1. A BaseModel defines the output — you get typed, validated data, not a blob of text. 2. The model id is just a string; change providers without touching logic. 3. A tool is a plain function; the docstring is its API. 4. UsageLimits caps the loop and UsageLimitExceeded is your safety valve.

Same agent, but through OpenRouter (free model)

openrouter_agent.py

import os
from openai import AsyncOpenAI
from pydantic_ai import Agent
from pydantic_ai.models.openai import OpenAIModel
from pydantic_ai.providers.openai import OpenAIProvider

client = AsyncOpenAI(
    api_key=os.environ["OPENROUTER_API_KEY"],   # from env, not hard-coded
    base_url="https://openrouter.ai/api/v1",
)
model = OpenAIModel(
    "meta-llama/llama-3.3-70b-instruct:free",     # a free model
    provider=OpenAIProvider(openai_client=client),
)
agent = Agent(model, system_prompt="You are a helpful assistant.")
print(agent.run_sync("Say hello in one word.").output)

Notice: only the model wiring changed. Your tools, output types, and logic stay identical.

▶️ Run it live in class

Save as first_agent.py, pip install pydantic-ai, set GEMINI_API_KEY, then python first_agent.py. Watch it call the tool and return 42 — then break the tool on purpose and watch the request cap catch the runaway loop.

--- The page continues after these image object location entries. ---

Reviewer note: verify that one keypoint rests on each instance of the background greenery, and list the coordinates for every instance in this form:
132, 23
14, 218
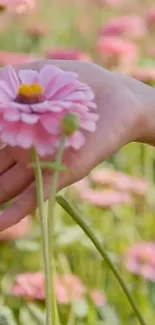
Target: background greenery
75, 25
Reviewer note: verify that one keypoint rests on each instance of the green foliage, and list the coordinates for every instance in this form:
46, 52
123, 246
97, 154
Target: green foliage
117, 228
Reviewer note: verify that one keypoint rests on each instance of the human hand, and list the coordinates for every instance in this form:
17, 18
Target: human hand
121, 106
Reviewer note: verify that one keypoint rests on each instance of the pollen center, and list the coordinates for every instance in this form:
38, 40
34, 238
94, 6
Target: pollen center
30, 94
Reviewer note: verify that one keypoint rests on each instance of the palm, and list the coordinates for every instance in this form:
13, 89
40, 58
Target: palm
117, 107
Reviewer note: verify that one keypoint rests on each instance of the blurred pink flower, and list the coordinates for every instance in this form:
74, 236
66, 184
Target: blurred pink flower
68, 54
101, 198
128, 26
33, 105
32, 286
150, 18
145, 75
120, 181
98, 298
17, 231
118, 52
111, 3
140, 260
37, 30
18, 6
14, 58
68, 288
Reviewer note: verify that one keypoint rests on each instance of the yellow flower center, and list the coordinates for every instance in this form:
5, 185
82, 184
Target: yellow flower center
30, 90
30, 94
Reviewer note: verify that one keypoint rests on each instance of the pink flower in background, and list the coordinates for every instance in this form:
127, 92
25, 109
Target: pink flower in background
68, 288
120, 181
116, 51
37, 30
111, 3
150, 18
33, 106
31, 286
145, 75
101, 198
18, 6
17, 231
98, 298
68, 54
140, 260
128, 26
14, 58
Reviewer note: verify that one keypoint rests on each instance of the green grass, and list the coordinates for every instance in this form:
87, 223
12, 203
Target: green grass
118, 228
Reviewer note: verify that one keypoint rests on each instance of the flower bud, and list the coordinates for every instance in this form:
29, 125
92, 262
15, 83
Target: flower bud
70, 123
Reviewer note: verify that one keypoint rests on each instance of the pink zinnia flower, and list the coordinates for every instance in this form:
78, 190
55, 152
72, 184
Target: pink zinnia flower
145, 75
33, 106
18, 6
101, 198
17, 231
140, 260
98, 298
151, 18
110, 3
68, 54
115, 51
129, 26
15, 58
31, 286
37, 30
120, 181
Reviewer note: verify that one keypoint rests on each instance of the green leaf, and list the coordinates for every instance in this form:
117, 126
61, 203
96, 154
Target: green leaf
109, 316
36, 313
6, 316
70, 235
80, 308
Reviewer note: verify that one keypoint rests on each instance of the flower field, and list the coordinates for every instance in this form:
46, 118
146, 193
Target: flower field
117, 199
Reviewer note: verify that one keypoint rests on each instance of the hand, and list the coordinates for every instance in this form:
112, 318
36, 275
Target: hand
121, 109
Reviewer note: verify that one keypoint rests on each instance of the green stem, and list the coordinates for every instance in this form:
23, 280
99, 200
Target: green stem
45, 241
90, 233
51, 228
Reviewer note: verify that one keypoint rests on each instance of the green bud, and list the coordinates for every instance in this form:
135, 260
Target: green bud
70, 123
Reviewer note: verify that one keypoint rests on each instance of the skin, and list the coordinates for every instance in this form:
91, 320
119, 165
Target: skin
126, 110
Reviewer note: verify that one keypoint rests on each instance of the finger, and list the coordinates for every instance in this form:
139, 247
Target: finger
6, 160
27, 201
13, 181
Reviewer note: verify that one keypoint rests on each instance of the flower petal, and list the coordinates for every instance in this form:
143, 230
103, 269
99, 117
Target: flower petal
28, 77
20, 107
6, 94
10, 76
46, 107
25, 137
47, 74
88, 125
29, 118
9, 134
11, 116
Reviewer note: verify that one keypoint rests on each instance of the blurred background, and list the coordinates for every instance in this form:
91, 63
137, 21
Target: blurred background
117, 197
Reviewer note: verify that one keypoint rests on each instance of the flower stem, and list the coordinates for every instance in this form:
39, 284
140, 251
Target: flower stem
90, 233
51, 229
45, 241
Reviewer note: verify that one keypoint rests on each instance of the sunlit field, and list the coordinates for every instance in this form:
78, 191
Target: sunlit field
118, 197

What goes wrong — and how the harness guards it

Agents fail in ways a single function never does. Knowing the failure modes is half of building a good harness.

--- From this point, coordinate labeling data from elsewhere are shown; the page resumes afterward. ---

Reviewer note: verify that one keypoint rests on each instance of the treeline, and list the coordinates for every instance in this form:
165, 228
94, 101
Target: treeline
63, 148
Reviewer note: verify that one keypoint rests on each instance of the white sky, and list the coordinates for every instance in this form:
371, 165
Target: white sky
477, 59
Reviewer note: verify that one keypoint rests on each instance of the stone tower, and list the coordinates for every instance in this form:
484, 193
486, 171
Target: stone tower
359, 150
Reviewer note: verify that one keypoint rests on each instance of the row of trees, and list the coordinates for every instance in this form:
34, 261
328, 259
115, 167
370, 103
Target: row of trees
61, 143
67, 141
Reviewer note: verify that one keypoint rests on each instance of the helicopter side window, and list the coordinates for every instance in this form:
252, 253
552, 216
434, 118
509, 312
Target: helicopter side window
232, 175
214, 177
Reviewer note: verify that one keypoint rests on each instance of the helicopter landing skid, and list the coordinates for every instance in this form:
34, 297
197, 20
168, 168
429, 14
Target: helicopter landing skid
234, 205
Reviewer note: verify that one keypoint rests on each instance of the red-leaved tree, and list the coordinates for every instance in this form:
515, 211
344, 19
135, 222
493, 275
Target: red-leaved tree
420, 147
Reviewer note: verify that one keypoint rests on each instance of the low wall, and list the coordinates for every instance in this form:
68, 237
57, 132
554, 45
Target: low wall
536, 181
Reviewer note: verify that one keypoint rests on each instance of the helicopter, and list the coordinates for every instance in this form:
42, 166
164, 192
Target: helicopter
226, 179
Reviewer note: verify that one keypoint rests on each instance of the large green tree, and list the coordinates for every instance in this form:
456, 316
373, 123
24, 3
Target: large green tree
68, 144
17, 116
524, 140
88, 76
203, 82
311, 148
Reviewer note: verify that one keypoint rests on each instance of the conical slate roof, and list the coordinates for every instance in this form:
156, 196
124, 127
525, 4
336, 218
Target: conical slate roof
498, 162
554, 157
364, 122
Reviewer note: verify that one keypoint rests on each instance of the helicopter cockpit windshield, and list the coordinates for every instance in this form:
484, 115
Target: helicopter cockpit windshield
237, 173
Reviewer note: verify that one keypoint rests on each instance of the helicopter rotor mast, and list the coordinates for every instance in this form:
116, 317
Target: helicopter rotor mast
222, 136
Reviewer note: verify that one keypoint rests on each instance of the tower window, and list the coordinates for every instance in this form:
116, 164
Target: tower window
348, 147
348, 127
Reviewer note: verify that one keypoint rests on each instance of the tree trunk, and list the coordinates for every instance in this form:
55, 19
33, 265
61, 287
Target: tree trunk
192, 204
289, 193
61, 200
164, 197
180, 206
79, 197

Failure mode	What it looks like	Guard
Runaway loop	Keeps calling tools / the model forever, burning tokens	`UsageLimits(request_limit=…)`
Bad tool call	Wrong arguments, or the tool errors on the model's input	Validate inputs; raise `ModelRetry` to let it try again
Hallucinated output	Confident answer that's simply wrong or made-up	Structured output + validation; an evaluator step
Prompt injection	Text fetched by a tool contains “ignore your instructions…”	Treat tool results as untrusted data, not commands
Unsafe action	About to delete / send / spend something irreversible	Human-in-the-loop approval for high-stakes tools
Silent regressions	Worked yesterday, worse today after a prompt tweak	Observability (tracing) + evals that run on every change

retry a bad tool call

from pydantic_ai import ModelRetry

@agent.tool_plain
def get_user(user_id: int) -> dict:
    """Look up a user by id."""
    user = db.get(user_id)
    if user is None:
        # Don't crash — tell the model to fix its input and try again.
        raise ModelRetry(f"No user with id {user_id}. Ask for a valid id.")
    return user

🧠 The mindset

Assume the model will misbehave, and design so that when it does, the harness catches it cheaply. That's the difference between a fun demo and something you'd let touch real data.